Pour le rappeur Bones du collectif TeamSESH, Elmo O’Connor de son vrai nom, les récents décès d’XXXTentacion ou Lil Peep sont un infanticide. Fort d’une folie créatrice et d’une productivité exceptionnelle sur ces dix dernières années (on comptabilise environ 80 projets de ses débuts à ce jour), il a été pionnier de la mouvance emo qu’allaient adopter certains artistes rap et qui, par extension, allait embraser une génération entière. Les productions au service d’ambiances tantôt dépressives, tantôts horrifiques, les boucles obscures de guitare, les mélodies désincarnées, les hurlements empruntés au Heavy Metal, l’imagerie VHS… Bones a été un véritable pionnier dans la synthèse de toutes ces composantes au travers de son oeuvre. Originaire de la cité des anges, c’est pourtant vers les ténèbres qu’il se tourne de projet en projet. Bien que très discret médiatiquement et dans ses sorties publiques, il est une figure incontournable du rap underground et un véritable roi de SoundCloud. Ce n’est pas pour rien que le célèbre Fred Durst, leader du culte groupe de Nu-Metal Limp Bizkit, l’a pris sous son aile et est devenu son manager. Sa soif de création presque maladive rend difficile la tâche de retenir un album en particulier, mais après mûre réflexion c’est sur SCUMBAG, son 27ème album sorti en 2013, que notre choix s’est porté.

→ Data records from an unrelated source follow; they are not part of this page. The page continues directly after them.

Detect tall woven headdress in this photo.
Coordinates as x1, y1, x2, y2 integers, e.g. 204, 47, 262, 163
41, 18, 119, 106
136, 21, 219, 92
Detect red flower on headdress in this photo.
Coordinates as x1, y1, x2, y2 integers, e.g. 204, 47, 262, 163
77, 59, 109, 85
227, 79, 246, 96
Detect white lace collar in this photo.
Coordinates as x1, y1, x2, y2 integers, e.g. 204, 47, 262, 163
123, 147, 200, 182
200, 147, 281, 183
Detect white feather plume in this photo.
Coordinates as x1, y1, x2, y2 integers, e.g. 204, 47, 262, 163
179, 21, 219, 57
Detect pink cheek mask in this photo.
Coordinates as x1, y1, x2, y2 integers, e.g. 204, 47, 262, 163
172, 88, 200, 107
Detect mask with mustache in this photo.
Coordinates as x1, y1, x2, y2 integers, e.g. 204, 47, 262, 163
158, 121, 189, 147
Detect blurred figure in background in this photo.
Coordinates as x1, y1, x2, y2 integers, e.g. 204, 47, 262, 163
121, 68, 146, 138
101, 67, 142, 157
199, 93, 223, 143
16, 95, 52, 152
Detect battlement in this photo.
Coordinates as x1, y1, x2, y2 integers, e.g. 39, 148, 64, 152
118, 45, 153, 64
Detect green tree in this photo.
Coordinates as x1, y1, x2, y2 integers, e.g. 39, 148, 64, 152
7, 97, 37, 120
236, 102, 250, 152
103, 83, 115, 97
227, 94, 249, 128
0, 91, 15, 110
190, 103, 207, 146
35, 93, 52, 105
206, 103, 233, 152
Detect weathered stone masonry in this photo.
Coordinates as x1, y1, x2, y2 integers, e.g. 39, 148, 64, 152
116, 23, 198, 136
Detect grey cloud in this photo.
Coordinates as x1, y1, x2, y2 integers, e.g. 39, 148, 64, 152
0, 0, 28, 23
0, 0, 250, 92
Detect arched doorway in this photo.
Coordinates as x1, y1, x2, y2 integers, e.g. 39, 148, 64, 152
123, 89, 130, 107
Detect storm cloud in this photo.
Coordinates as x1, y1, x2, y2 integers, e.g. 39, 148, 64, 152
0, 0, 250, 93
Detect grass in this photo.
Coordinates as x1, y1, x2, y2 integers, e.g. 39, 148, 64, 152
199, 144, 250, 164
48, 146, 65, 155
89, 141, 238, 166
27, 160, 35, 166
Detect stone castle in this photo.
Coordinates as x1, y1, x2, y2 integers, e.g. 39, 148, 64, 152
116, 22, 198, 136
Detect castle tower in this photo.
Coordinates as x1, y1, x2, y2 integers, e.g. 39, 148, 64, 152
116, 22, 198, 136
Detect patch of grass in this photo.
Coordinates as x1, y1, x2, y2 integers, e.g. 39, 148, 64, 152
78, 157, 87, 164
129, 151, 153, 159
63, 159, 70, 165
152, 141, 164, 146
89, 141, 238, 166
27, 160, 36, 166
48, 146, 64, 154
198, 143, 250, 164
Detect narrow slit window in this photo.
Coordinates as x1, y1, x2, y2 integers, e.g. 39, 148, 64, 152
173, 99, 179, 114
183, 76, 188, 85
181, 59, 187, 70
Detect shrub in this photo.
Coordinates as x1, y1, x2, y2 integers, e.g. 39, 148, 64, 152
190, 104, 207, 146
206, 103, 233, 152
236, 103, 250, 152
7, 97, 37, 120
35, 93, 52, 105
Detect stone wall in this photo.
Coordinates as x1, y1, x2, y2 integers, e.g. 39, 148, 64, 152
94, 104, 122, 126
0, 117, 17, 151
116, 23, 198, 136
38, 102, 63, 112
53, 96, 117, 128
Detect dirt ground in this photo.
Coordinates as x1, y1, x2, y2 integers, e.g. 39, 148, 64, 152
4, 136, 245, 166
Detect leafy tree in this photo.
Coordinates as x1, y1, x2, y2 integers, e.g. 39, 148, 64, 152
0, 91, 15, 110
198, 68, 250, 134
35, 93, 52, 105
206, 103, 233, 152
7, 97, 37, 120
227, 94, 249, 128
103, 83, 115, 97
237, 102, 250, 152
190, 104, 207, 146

SCUMBAG de Bones, la porte d’entrée du tournant emo du rap
Dans la Divine Comédie, légendaire poème de Dante Alighieri, le vestibule de l’enfer symbolise la première étape dans laquelle les âmes damnées sont plongées avant de rejoindre l’éternité de l’enfer. En transposant cette imagerie au rap, SCUMBAG est une porte d’entrée du rap vers des tendances emo empruntées à d’autres genres et des thématiques liées à la santé mentale. Si Bones semble avoir nagé aux confins des ténèbres lors de la conception de son projet, il en a assurément profité pour ouvrir la voie à d’autres artistes : sa voix grave raisonne comme le dernier souffle d’une vie pleine de mélancolie, d’angoisses, de peines amoureuses. Ces sentiments, il les partage sans filtre ni concessions sur des pistes instrumentales toutes plus sombres, poussiéreuses, bizarres les unes que les autres. Au-delà des échos qu’il suscite au moment de la sortie, Bones aura avec SCUMBAG une influence à la fois musicale et textuelle sur une génération entière d’emo-rappeurs : les $uicideBoy$, Lil Tracy mais aussi Lil Peep et XXXTentacion, cités précédemment. De surcroit, le single Dirt sera repris deux ans plus tard par A$AP Rocky à travers le titre Canal St., déclaration d’amour d’une tête d’affiche du rap américain pour la musique d’un des leaders de la scène underground.